TidalPaladin commented 6 months ago

@awaelchli Thank you for your help. Setting NCCL_P2P_DISABLE=1 did indeed resolve the problem. I was able to revert to 535.154.05 + CUDA 12.2 and now everything works normally.

awaelchli commented 6 months ago

@Blakey-Gavin Can you try this suggestion as well?

Blakey-Gavin commented 6 months ago

@Blakey-Gavin This project you linked is 3 years old and the version there is pytorch_lightning==1.2.1. We don't maintain such an old version anymore, so I won't be able to help. Try to upgrade to pytorch_lightning==1.2.10, maybe it was fixed.

Sorry for the late reply, I'll try your suggestions, thanks.

Blakey-Gavin commented 6 months ago

@Blakey-Gavin Is the code in bytedance/music_source_separation actually made to support multi-GPU? The examples there suggest that you would only run on one device. Would you mind opening an issue there and asking about this?

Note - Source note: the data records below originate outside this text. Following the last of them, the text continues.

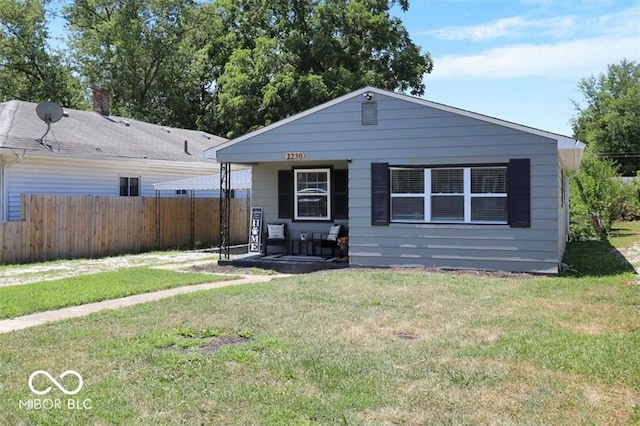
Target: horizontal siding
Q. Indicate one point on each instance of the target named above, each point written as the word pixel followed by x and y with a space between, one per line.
pixel 410 134
pixel 74 176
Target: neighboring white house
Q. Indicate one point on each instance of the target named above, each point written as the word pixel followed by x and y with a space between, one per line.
pixel 417 183
pixel 93 153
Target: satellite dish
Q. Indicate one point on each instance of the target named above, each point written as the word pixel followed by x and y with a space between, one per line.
pixel 49 112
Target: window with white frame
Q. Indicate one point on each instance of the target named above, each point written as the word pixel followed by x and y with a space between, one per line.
pixel 450 195
pixel 129 186
pixel 312 191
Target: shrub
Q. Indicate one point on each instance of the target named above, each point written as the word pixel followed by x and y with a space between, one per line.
pixel 599 197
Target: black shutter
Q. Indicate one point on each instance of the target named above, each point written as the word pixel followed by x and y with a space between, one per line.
pixel 380 194
pixel 340 194
pixel 519 193
pixel 285 194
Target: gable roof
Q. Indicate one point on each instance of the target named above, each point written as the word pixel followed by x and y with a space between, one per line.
pixel 570 150
pixel 239 179
pixel 89 134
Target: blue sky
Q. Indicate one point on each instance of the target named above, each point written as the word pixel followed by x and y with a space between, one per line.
pixel 521 61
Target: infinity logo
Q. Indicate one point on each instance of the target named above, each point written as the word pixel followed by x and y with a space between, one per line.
pixel 55 382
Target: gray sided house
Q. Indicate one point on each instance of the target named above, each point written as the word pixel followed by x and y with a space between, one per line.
pixel 416 183
pixel 93 153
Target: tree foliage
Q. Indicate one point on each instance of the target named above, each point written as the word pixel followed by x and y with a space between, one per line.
pixel 610 121
pixel 599 197
pixel 137 50
pixel 294 54
pixel 29 70
pixel 224 66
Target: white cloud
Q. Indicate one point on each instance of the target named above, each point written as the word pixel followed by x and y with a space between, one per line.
pixel 573 59
pixel 512 27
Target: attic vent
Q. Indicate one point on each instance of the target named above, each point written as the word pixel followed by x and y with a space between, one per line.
pixel 369 113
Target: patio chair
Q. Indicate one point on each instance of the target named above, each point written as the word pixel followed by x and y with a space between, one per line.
pixel 329 239
pixel 276 235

Yes, I have used this project before. Before my driver was upgraded, if I configured the environment according to the "requirements.txt" it provided, there would be no problem with multi-GPUs training. However, training got stuck after the driver was upgraded.

Blakey-Gavin commented 6 months ago

@Blakey-Gavin Can you try this suggestion as well?

I have tried this(NCCL_P2P_DISABLE=1) before raising this issue, and it can indeed temporarily solve the problem. However, while the speed is slowing down, the main GPU also takes up more memory than other GPUs, so this actually leads to a new problem.